The latest rises have infuriated business groups, with Business NSW CEO Daniel Hunter warning that increases “will have a negative impact on businesses’ future operations – especially in light of wage increases, interest rate rises, energy price spirals and softening consumer demand”.
“While the state government describes the increase as an average increase of 8 per cent, in reality, the increases range between 2 per cent and 16.7 per cent,” Hunter said.
He warned that the recent national wage review would push many businesses into a higher cost bracket, which would force them to pay significantly more for premiums.
An icare spokesperson said increases to premiums were unavoidable for some businesses.
“Small businesses in the NSW Workers Compensation scheme pay a premium based on their wages and their industry profile. Premiums can increase due to business growth, higher wages, changes in industry profile or increases in average premium rates,” the spokesperson said.

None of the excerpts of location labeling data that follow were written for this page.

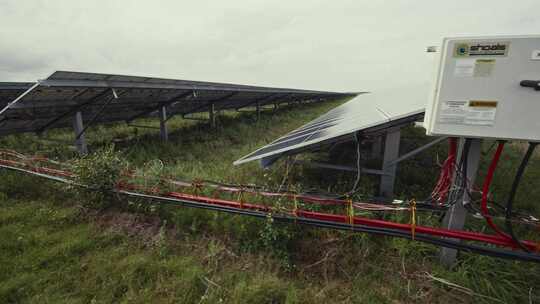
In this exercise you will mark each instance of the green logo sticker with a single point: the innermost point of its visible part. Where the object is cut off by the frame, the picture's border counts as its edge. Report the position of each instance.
(461, 50)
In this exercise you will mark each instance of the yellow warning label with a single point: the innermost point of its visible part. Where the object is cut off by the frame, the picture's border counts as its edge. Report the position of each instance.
(483, 103)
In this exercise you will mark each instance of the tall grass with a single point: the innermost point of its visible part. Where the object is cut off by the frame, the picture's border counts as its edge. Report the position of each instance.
(54, 251)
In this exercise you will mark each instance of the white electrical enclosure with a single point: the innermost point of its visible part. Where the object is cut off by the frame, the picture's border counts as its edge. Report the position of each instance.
(487, 87)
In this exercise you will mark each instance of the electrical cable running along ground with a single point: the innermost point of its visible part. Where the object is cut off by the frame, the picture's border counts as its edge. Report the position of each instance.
(425, 234)
(513, 190)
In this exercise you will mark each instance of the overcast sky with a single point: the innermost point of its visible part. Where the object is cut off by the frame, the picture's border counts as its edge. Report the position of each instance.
(349, 45)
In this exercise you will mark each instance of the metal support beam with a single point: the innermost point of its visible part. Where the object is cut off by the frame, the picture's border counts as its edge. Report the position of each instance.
(266, 99)
(338, 167)
(416, 151)
(96, 116)
(74, 110)
(212, 115)
(207, 104)
(376, 147)
(161, 104)
(163, 123)
(80, 141)
(391, 152)
(456, 215)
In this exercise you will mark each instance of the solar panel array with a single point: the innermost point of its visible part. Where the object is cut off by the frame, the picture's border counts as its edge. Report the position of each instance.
(104, 98)
(364, 113)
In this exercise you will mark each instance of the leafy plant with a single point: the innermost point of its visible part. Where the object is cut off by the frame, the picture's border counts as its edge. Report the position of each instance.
(98, 173)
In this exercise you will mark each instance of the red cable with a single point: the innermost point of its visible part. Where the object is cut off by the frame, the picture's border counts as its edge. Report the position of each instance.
(485, 191)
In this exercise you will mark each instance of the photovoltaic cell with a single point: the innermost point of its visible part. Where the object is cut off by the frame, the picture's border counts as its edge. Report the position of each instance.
(364, 112)
(52, 102)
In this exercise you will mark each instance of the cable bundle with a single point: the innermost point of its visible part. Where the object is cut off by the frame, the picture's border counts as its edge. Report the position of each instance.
(442, 188)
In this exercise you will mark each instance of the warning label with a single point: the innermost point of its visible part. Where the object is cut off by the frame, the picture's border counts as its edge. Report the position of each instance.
(474, 67)
(473, 112)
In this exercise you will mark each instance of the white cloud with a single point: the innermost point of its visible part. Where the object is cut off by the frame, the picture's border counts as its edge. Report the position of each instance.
(335, 45)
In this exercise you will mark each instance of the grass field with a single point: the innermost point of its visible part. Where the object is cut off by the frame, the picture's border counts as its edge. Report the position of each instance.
(55, 251)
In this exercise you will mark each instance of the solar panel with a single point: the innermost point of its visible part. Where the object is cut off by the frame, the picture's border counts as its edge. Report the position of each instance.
(11, 90)
(105, 98)
(365, 112)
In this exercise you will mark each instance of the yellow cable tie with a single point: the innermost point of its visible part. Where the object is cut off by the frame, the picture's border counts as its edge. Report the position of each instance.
(241, 198)
(351, 211)
(295, 201)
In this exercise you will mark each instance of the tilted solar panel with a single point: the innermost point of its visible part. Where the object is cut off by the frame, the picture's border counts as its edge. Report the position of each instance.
(104, 98)
(364, 112)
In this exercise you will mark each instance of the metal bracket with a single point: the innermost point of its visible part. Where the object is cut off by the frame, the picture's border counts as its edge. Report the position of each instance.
(415, 151)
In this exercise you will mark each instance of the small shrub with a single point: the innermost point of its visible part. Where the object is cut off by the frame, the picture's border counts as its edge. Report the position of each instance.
(100, 171)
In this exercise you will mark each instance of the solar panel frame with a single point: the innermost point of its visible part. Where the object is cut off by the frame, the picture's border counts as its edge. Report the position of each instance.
(367, 113)
(50, 102)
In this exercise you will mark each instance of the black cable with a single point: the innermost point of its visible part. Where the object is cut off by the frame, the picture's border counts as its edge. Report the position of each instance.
(444, 242)
(513, 190)
(490, 251)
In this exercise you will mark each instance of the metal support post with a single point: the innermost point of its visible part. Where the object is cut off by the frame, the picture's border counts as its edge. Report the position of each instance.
(80, 141)
(163, 123)
(212, 115)
(376, 146)
(391, 152)
(456, 215)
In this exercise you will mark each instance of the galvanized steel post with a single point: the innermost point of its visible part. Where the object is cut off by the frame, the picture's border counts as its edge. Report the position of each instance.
(212, 115)
(456, 214)
(80, 141)
(391, 152)
(163, 123)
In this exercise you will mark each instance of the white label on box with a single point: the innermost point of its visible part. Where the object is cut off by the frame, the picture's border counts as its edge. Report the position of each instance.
(484, 67)
(535, 55)
(474, 112)
(453, 112)
(481, 112)
(464, 67)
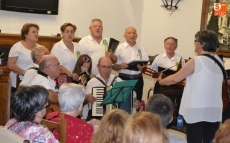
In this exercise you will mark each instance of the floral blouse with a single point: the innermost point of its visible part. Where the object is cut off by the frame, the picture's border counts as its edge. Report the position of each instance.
(78, 131)
(34, 132)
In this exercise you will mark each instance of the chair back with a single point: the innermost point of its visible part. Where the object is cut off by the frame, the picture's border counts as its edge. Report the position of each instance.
(7, 136)
(60, 127)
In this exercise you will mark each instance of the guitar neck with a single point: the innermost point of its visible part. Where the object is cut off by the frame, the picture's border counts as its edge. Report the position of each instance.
(154, 74)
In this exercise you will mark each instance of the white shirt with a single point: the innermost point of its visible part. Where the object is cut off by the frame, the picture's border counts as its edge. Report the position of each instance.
(29, 76)
(47, 82)
(202, 96)
(163, 61)
(94, 50)
(126, 53)
(65, 56)
(24, 60)
(93, 82)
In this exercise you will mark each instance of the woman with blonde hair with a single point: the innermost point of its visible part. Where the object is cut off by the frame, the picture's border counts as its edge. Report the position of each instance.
(111, 128)
(144, 127)
(19, 58)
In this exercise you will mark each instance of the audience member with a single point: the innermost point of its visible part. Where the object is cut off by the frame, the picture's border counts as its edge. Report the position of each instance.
(1, 72)
(66, 50)
(30, 74)
(48, 70)
(83, 68)
(28, 106)
(71, 97)
(95, 45)
(111, 128)
(223, 133)
(144, 127)
(126, 52)
(201, 103)
(19, 59)
(161, 105)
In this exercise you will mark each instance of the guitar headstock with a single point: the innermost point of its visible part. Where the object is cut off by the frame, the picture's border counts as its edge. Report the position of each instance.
(149, 72)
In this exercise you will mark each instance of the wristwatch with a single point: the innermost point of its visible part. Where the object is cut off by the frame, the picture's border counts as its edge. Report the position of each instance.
(70, 74)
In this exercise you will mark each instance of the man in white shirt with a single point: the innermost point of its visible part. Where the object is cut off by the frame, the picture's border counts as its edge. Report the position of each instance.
(103, 79)
(30, 74)
(126, 52)
(49, 69)
(95, 45)
(173, 62)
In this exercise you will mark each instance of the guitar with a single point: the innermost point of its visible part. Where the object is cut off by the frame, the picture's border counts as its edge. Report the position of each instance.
(154, 74)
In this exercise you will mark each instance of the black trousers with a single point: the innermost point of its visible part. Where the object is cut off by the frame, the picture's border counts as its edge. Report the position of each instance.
(201, 132)
(138, 88)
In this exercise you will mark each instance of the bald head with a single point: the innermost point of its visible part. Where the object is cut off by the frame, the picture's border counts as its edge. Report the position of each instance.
(130, 36)
(106, 59)
(38, 52)
(104, 67)
(130, 28)
(50, 65)
(46, 60)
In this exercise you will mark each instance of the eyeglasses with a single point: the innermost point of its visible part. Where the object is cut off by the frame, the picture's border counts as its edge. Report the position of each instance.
(196, 40)
(69, 31)
(105, 67)
(47, 104)
(85, 59)
(41, 54)
(56, 65)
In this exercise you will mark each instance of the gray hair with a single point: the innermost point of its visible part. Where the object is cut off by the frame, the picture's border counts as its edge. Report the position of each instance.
(34, 52)
(44, 63)
(70, 97)
(95, 19)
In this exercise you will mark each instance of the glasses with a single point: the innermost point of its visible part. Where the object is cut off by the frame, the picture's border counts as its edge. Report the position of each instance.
(196, 40)
(69, 31)
(105, 67)
(41, 54)
(47, 105)
(85, 59)
(56, 65)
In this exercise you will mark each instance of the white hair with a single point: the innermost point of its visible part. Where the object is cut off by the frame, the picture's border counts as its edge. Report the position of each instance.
(70, 97)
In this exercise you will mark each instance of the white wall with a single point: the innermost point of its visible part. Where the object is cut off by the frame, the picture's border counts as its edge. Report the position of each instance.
(153, 22)
(157, 24)
(116, 16)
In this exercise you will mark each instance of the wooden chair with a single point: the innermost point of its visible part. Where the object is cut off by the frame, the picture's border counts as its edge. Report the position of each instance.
(61, 127)
(7, 136)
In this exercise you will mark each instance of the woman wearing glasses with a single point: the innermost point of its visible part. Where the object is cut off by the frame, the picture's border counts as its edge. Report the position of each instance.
(83, 68)
(66, 50)
(28, 106)
(201, 103)
(19, 59)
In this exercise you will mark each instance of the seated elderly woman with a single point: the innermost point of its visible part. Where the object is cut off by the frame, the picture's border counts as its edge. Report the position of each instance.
(111, 128)
(28, 106)
(71, 97)
(1, 72)
(144, 127)
(223, 133)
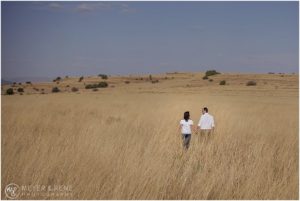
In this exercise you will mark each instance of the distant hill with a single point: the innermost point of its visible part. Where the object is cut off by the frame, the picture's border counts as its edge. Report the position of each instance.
(25, 79)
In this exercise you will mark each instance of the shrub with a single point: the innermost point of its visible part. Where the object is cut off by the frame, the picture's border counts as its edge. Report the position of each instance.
(20, 90)
(57, 79)
(103, 76)
(103, 85)
(211, 72)
(251, 83)
(99, 85)
(74, 89)
(55, 90)
(10, 91)
(223, 82)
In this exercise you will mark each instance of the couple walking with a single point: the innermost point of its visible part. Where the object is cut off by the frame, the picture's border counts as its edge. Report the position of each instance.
(206, 125)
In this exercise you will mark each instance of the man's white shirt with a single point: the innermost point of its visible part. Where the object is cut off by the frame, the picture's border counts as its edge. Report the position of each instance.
(206, 121)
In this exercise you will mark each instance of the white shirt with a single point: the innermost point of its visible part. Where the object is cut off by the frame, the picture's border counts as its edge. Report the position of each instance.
(186, 126)
(206, 121)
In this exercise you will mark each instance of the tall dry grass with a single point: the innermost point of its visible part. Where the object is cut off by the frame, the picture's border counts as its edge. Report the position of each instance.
(127, 146)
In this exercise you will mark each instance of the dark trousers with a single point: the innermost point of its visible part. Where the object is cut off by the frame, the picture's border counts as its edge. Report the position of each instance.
(186, 138)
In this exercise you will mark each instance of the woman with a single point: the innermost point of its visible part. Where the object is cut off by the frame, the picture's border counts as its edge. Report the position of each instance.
(186, 129)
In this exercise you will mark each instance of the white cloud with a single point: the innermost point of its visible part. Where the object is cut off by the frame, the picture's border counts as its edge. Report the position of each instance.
(55, 5)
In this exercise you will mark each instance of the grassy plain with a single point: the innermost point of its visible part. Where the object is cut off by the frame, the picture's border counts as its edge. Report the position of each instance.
(122, 142)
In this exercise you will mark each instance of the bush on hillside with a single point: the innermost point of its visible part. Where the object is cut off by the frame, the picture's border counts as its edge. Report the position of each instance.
(251, 83)
(55, 90)
(10, 91)
(211, 72)
(20, 90)
(103, 76)
(223, 82)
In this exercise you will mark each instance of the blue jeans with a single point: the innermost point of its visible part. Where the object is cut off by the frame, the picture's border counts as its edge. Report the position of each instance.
(186, 138)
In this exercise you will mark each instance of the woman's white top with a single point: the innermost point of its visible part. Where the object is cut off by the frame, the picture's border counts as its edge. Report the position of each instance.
(186, 126)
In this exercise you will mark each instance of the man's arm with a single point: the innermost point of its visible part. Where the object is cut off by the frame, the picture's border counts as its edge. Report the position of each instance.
(200, 122)
(212, 123)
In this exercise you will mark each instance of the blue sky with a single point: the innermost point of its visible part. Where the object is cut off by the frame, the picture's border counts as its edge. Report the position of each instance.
(85, 38)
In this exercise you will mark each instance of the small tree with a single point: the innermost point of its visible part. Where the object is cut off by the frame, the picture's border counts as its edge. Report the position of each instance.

The scheme average premium rate increase for 2023-24 is 8 per cent and the industry profile is based on “risk of workplace injury and death”.
“Riskier industries will pay more. Safer industries will pay less. Taking into account these risk profiles, some increases will be lower than the average and some higher,” the spokesperson said.
As well as pleading to be allowed to increase premiums, icare needs a one-off top-up by the end of next week to ensure it can continue to pay injured frontline public servants.
Treasurer Daniel Mookhey said the $669 million payment was needed to guarantee injured public sector workers had access to financial support, but acknowledged the funding injection would add to the government’s gross debt, which is projected to reach $187 billion by 2026.